When the paramedics took her temperature on the way to the hospital, it was 108 degrees. The health department was concerned about meningitis. The trailer had been under quarantine until the autopsy proved that her death was caused by nothing more than heat stroke, brought about by the June sun beating down on a metal oven with no ventilation.

Somehow, two of the doves outlived her. We found the others, the dead, during the expedition to save those that remained and to unearth long forgotten papers – titles and wills and all those things that are only important when someone has ceased to be.

When my mother breached the threshold of the Airstream called home, I thought I was there just because I didn’t want to miss anything. I wanted to be part of the story. I couldn’t have known at the time that I was trying to make sense of Eleanor’s story. I was so excited when my mother pulled out that blue tub full of tenderly wrapped parcels. In my experience, treasures were wrapped and stored in that way. Porcelain knick knacks or glass trinkets. Christmas ornaments. Fine china. Family heirlooms. I looked on expectantly. What was dear to her? Birds. Dead birds – individually wound in death shrouds made of toilet paper in the way that I wrapped my favorite fragile things.

Other than dead things, garbage, and the legal papers that spurred our intrusion in the first place, there was nothing left of this woman except some books, her notebooks and papers, and the flag from her husband’s casket. These are the things that I pulled from the black garbage bag on Christmas Eve 2012. I suddenly needed some answers as to why. This bag that had been occupying my floor space and perfuming my home with the smell of decay contained the last remaining pieces of her consciousness – of her life – yet I could not find the words to explain why this thing that looked like garbage was so important to me. Maybe I thought if I could find one piece of paper that made some sense I could say “Look! There was a reason!”

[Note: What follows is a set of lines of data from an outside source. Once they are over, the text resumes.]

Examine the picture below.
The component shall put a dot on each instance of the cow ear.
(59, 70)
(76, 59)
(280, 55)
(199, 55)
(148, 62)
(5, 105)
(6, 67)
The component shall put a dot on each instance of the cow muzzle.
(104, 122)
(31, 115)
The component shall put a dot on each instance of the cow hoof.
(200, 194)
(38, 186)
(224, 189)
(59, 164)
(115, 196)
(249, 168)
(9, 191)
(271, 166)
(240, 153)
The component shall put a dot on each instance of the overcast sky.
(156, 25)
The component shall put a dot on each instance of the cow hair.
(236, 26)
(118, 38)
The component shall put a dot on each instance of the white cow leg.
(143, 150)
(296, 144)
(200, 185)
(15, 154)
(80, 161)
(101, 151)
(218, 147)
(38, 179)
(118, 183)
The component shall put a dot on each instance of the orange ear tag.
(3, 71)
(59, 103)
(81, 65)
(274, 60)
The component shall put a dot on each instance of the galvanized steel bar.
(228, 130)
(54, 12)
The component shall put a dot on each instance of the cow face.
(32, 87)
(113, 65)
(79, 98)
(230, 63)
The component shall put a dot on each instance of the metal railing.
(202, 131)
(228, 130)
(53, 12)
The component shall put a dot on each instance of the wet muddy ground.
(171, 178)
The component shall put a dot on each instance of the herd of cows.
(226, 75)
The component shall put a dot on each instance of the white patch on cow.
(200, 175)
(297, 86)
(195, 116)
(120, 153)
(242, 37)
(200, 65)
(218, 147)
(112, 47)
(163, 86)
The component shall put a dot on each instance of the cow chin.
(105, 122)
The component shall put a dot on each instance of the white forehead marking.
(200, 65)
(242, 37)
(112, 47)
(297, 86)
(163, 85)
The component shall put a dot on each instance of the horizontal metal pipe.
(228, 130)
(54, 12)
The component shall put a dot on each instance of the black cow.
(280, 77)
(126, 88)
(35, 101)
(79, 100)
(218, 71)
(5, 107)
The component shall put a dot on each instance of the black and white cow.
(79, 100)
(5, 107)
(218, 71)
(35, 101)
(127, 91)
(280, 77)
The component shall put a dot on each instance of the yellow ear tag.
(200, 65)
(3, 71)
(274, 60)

If you have ever handled something that has sat derelict for a time, you are familiar with the particular odor that paper acquires. Musty books are famous for this – handling them leaves your hands feeling chalky and unclean, as my hands did when I looked through what was left of Eleanor’s life. I waited more than half my life to find the courage for this moment. I thought I might find some insights on her offbeat interests, some reflections on her relationship with my family, or some vaguely logical reason for her dying the way she did. I needed a reason why she stayed in that gleaming metal tube long after the electricity and plumbing had stopped working. Why she stayed even as smoke hung heavy in the air from the fires that threatened to consume us all.

I pulled out a notebook and began to read and in that beautiful, delicate hand there were pages and pages of the same things.

Over.

And over.

And over.

 “A woman on Star Trek – not ever part of me.”
“The Jews are behind the AIDS virus.”
“To live this way, one must have faith in God”.

There were around 20 or 30 thoughts or variations on those thoughts. They were written repeatedly, frantically, obsessively on page after page of tablets, notebooks, and various sundry scraps of paper. I dug through the bag, searching for some coherent thought. Some idea as to why she chose to live the way she did. There was none.

There were thoughts on faith, rants on esoteric religious orders, and musings on new age philosophy. There was little to no variation in the sentences; the same sentence written in 1979 would appear in a notebook dated 1991. One sentence would repeat until it filled an entire page, or several pages. Letters were written and re-written, and written again, with almost no variation. I had seen this in movies, but I thought it was exaggeration. Artistic license. Cinematic hyperbole.
This cannot be real.

But there it was.

I dug through and began to scrutinize everything I found that said “1998.” Maybe there was something. There had to be. In April or May she apparently ran out of paper and took to writing notes on a 1998 calendar. There was very little at this point, and as time went on the writing deteriorated in both substance and style. What was once merely mental illness had, through the heat and living conditions, deteriorated into something else - dementia? My name was a footnote across the twelve years I had existed. L. Ron Hubbard’s Dionetics (a copy of which I found in the bag with her writings) got more mention in her notes than I did. My name appeared once.

Throughout the years I must have thought that when I finally found the courage to look through the bag I would find some sort of justifiable reason for her actions. Maybe it was a religious thing, like the Christian Scientists. She put her faith in God, but she forgot that He only helps those who help themselves. I thought that in solving the mystery of her life and death, I might have some closure, and that I might also learn something about myself.

Conceited though it may be, I wanted to see myself through her eyes. I was the only person who did not shy away from her – the only person who genuinely enjoyed and even sought out her company, and I barely warranted a mention in her delirious compositions.

***

I sat in the floor for hours that night, moving paper, reading, leafing, searching, and soon I was surrounded by the remnants of a lonely life tragically ended. All that was left of her are words and the smell; these remain with me. I was surrounded by words, and yet I could find none to express what this all meant to me and what it should mean to anyone else. She listened to me when I spoke, and I listened to her – but in sitting among her thoughts I realized that perhaps we had both listened without understanding. I thought I knew her best and I found that I knew nothing.